Challenges of heat management

High Performance Computing (HPC) facilities that engage in the development of artificial intelligence and machine learning heavily leverage powerful GPUs and multithreaded CPUs. Data centers and colocation facilities rely on rows upon rows of server racks filled to the brim with numerous high-performance CPUs, petabytes of RAM, and extensive storage space. All this silicone, despite modern advancements in manufacturing and power efficiency, generates tremendous amounts of heat. So much in fact, that up to 40% of the total energy requirements of the facility is spent on keeping the IT equipment within acceptable operating temperatures.

This is best illustrated by the Power Usage Efficiency (PUE) ratio that describes how efficiently a computer facility uses energy. More specifically, it shows how much energy is used by the IT equipment, in contrast to cooling and other overhead that supports the equipment. This isn’t a new problem, but it has been aggravated by recent initiatives for more efficient and economical cooling solutions.

Currently deployed and expected IT equipment heat generation

Current CPUs that are extensively used in the server market have a power consumption of around 200-280W. Within this range, air cooling can still handle the heat levels. However, anything higher than this renders air cooling virtually ineffective. On the other hand, GPUs are really pushing the boundaries of modern cooling solutions with designs that consume well above 400W, and with some models, like the Nvidia A100, they go as far as 500W per card.

The aforementioned 500W A100 model is only available and viable thanks to the use of liquid cooling in the server enclosures where it is deployed. And the predictions for future designs only forecast a steady growth in power consumption of microprocessors.

Current cooling solutions

The vast majority of HPC facilities still rely on air cooling. Servers use high-power fans and metal heatsinks to dissipate the heat generated by the computer components. This heated air needs to be cooled down using costly CRAH and CRAC systems, driving up total operating costs. This is a particular problem in areas of the world that observe ambient temperatures above 35˚C (95˚F) for extended periods. To combat this, we explored the full benefits and technology of liquid cooling in our previous blog.

There are several methods of liquid cooling:

  • Direct-to-chip liquid cooling with rack Coolant Distribution Units (CDU)
  • Direct-to-chip liquid cooling with in-rack heat rejection
  • Direct-to-chip liquid cooling with chassis contained heat rejection
  • Immersion liquid cooling
  • Hybrid rear door air to liquid heat exchangers

Direct-to-chip liquid cooling with rack Coolant Distribution Units (CDU)

At its core, this type of cooling relies on directly taking up heat from the chips by utilizing purposefully designed water blocks. To achieve the best heat transfer to the coolant, many micro channels need to be either cut or skived into the surface of the cold plate. But a delicate balance needs to be maintained.
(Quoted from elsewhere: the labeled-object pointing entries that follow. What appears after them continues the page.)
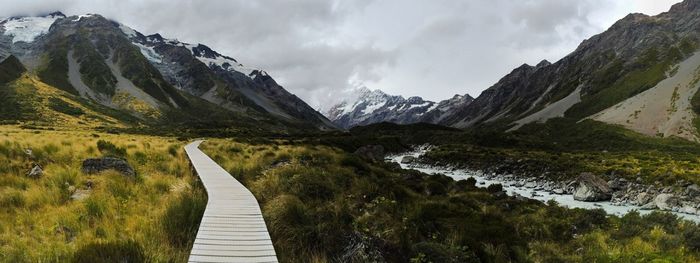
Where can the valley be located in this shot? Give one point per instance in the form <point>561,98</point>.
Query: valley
<point>594,157</point>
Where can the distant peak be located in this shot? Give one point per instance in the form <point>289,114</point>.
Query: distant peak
<point>685,6</point>
<point>55,14</point>
<point>155,38</point>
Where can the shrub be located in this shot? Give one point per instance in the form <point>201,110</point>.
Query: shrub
<point>182,217</point>
<point>95,207</point>
<point>12,198</point>
<point>109,149</point>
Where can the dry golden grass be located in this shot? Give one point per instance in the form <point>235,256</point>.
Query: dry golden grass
<point>38,220</point>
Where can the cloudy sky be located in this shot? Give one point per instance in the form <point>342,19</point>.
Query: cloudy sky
<point>316,48</point>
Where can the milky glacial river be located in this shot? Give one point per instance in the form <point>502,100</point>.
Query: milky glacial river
<point>511,189</point>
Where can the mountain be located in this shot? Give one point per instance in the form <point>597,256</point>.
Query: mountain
<point>642,73</point>
<point>150,78</point>
<point>363,106</point>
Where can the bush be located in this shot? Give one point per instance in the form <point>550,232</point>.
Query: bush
<point>115,251</point>
<point>495,188</point>
<point>109,149</point>
<point>64,107</point>
<point>182,217</point>
<point>434,252</point>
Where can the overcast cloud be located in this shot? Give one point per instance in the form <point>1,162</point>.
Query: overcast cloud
<point>314,48</point>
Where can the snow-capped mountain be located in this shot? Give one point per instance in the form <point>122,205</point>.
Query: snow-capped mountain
<point>116,66</point>
<point>363,106</point>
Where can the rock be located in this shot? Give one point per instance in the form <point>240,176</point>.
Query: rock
<point>617,184</point>
<point>29,153</point>
<point>96,165</point>
<point>408,159</point>
<point>80,194</point>
<point>373,153</point>
<point>689,210</point>
<point>693,190</point>
<point>590,188</point>
<point>665,201</point>
<point>648,206</point>
<point>36,172</point>
<point>643,198</point>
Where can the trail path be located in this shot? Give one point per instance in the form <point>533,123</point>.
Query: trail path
<point>232,228</point>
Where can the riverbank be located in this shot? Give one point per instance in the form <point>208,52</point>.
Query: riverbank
<point>682,200</point>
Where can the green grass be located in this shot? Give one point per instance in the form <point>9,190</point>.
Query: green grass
<point>150,218</point>
<point>322,204</point>
<point>61,106</point>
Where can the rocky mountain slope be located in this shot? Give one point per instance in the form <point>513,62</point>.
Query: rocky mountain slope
<point>151,78</point>
<point>363,106</point>
<point>640,73</point>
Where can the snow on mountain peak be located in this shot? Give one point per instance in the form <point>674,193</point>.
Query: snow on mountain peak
<point>27,29</point>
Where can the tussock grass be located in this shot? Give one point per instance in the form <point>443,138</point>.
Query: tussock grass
<point>322,204</point>
<point>122,219</point>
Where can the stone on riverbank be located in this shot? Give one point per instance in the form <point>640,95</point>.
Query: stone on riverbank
<point>666,201</point>
<point>96,165</point>
<point>590,188</point>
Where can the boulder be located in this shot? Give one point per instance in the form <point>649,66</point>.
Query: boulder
<point>692,190</point>
<point>643,198</point>
<point>590,188</point>
<point>666,201</point>
<point>374,153</point>
<point>36,172</point>
<point>96,165</point>
<point>80,194</point>
<point>408,159</point>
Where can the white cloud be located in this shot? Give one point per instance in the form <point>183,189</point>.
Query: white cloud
<point>315,48</point>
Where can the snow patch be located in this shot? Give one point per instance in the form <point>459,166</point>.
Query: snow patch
<point>81,17</point>
<point>226,63</point>
<point>127,30</point>
<point>371,108</point>
<point>556,109</point>
<point>149,53</point>
<point>425,104</point>
<point>27,29</point>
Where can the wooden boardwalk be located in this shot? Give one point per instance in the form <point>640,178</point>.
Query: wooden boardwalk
<point>232,228</point>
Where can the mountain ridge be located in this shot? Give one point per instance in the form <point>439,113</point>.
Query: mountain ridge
<point>113,65</point>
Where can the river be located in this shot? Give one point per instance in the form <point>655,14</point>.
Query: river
<point>511,189</point>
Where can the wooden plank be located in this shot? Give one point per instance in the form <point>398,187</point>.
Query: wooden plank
<point>232,228</point>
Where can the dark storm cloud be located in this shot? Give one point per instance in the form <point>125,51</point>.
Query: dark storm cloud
<point>318,47</point>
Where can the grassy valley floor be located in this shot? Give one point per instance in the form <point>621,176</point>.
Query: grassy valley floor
<point>323,204</point>
<point>152,217</point>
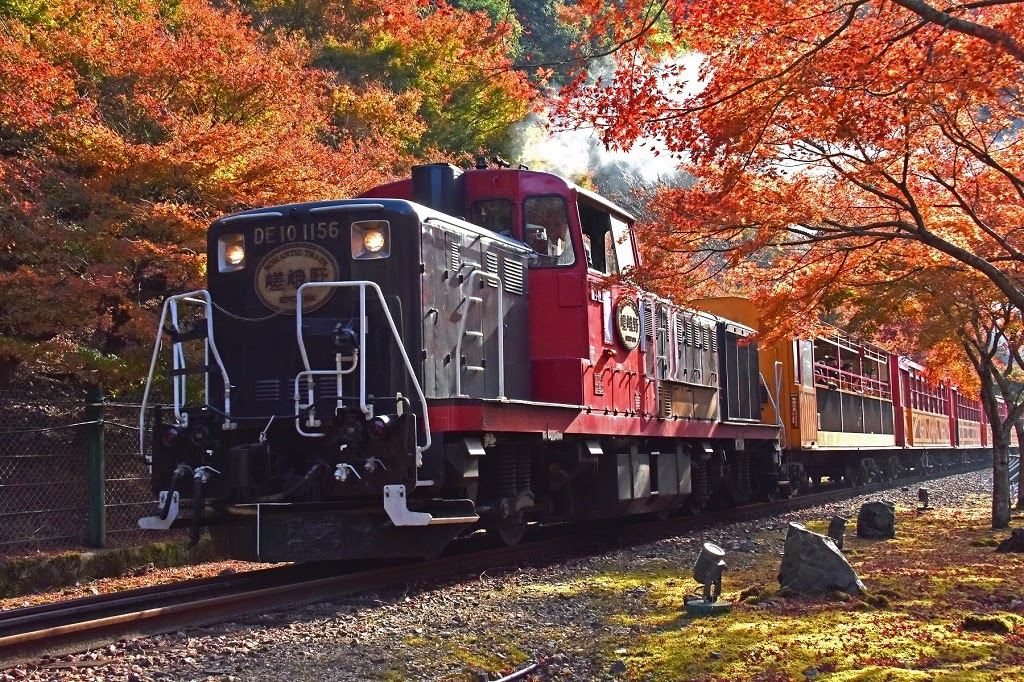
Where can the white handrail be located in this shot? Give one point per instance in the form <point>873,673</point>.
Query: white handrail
<point>367,409</point>
<point>469,300</point>
<point>200,297</point>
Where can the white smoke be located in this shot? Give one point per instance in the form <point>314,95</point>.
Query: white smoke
<point>578,153</point>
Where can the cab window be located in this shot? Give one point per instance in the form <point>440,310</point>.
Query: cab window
<point>547,230</point>
<point>606,240</point>
<point>495,214</point>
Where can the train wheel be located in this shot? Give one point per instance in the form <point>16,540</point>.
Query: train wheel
<point>891,469</point>
<point>854,474</point>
Too dense of an array can significantly impact the hydraulic resistance and lower the overall cooling potential of the water block. For over 15 years, EK has been one of the leading manufacturers of such high heat flux water blocks while always striving to improve on its designs.
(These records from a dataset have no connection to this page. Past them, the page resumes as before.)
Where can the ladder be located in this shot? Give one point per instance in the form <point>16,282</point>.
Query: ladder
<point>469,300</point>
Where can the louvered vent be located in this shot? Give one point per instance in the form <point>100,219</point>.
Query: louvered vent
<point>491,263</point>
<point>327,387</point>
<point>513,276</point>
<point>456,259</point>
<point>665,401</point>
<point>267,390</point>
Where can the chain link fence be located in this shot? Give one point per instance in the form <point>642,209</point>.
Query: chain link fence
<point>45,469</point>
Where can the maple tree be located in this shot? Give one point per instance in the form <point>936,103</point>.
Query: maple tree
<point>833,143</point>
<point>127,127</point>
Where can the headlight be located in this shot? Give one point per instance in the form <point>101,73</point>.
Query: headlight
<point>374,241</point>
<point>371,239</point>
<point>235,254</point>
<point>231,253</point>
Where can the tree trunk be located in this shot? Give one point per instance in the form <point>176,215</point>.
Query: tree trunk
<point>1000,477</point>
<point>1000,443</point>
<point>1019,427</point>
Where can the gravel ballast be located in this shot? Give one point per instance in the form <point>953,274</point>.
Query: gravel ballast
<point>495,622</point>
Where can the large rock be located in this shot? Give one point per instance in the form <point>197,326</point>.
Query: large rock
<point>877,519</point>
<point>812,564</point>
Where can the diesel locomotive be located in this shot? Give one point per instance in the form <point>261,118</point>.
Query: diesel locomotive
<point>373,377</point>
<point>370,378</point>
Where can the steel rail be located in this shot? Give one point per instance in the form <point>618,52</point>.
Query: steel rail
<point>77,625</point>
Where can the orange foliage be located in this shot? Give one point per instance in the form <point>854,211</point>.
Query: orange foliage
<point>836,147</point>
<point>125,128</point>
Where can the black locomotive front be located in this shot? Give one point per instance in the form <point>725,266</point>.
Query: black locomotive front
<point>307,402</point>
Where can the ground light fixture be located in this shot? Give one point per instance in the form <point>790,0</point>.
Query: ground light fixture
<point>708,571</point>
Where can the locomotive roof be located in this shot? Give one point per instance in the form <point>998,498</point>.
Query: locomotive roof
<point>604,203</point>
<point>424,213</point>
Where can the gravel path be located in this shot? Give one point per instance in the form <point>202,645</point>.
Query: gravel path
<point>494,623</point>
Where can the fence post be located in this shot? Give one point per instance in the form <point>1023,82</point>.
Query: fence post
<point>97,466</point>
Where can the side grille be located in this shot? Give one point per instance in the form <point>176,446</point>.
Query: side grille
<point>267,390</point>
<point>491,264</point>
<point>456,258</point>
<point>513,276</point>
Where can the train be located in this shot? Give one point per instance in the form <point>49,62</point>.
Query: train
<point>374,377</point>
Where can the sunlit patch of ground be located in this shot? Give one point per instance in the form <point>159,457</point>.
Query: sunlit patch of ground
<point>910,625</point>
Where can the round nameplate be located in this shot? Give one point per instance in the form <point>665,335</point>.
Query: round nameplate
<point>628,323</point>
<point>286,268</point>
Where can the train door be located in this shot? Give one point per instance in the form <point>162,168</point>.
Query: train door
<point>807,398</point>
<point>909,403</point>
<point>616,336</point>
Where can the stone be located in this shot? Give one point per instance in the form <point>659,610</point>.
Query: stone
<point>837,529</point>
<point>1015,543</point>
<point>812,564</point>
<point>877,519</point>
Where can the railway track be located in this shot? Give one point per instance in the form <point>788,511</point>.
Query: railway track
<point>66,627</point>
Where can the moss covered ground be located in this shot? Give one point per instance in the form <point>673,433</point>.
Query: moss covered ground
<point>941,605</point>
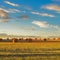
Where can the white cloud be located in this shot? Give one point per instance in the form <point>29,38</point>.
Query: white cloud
<point>10,10</point>
<point>52,7</point>
<point>10,3</point>
<point>41,24</point>
<point>44,24</point>
<point>43,14</point>
<point>3,14</point>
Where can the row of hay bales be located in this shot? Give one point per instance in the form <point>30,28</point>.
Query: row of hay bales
<point>28,39</point>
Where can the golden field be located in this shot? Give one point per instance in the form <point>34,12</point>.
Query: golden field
<point>31,48</point>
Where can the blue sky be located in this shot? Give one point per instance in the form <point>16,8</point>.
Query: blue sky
<point>30,17</point>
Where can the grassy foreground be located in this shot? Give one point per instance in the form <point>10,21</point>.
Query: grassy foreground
<point>34,51</point>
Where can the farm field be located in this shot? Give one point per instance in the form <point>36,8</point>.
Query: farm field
<point>30,51</point>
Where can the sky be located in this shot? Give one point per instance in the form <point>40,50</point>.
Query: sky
<point>30,17</point>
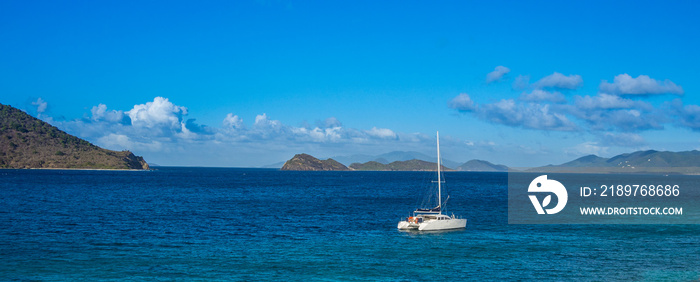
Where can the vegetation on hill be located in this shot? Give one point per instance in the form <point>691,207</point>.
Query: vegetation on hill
<point>410,165</point>
<point>650,161</point>
<point>481,165</point>
<point>27,142</point>
<point>308,162</point>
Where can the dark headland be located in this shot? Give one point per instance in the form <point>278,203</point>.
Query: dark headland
<point>27,142</point>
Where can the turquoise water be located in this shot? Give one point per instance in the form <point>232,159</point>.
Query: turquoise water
<point>254,224</point>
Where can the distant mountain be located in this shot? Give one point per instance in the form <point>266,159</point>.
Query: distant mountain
<point>308,162</point>
<point>410,165</point>
<point>27,142</point>
<point>650,161</point>
<point>392,157</point>
<point>481,165</point>
<point>275,165</point>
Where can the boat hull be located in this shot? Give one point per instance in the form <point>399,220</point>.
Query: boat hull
<point>405,225</point>
<point>433,225</point>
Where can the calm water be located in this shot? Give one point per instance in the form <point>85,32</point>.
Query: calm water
<point>247,224</point>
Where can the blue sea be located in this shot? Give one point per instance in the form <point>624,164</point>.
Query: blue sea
<point>213,224</point>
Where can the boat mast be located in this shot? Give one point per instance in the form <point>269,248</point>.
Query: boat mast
<point>439,180</point>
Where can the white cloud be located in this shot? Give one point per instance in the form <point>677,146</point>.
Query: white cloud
<point>558,80</point>
<point>521,82</point>
<point>262,121</point>
<point>123,142</point>
<point>539,95</point>
<point>462,103</point>
<point>530,115</point>
<point>497,74</point>
<point>100,112</point>
<point>41,105</point>
<point>232,121</point>
<point>624,84</point>
<point>157,114</point>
The warmed-up coolant, which can reach 50-60°C (122-140°F), is pumped through a series of nonpermeable tubing (usually made of EPDM rubber) into CDUs that act as collectors for the warm coolant. Connection to the CDU is usually achieved using dripless, mess-free, quick disconnect couplings (QDC) for easier servicing and upgrades, minimizing downtime. On a smaller scale, such industrial-grade QDCs and CDUs are used in our Fluid Works workstations.

The coolant can then be pumped using bigger diameter pipes to the cooling units of the facility. Due to the high temperature difference between the coolant and air, facilities can often rely on a large amount of free cooling by using dry liquid-to-air heat exchangers, achieving great savings in electricity and water.

 

Direct-to-chip liquid cooling with in-rack heat rejection

This form of cooling is very similar to the previous method with the CDUs. It still uses customized water blocks for heat uptake from the microprocessors, but instead of pumping the warm coolant into the facility’s network, it relies on its own pumps, in-rack chillers, and radiators for the final heat rejection task.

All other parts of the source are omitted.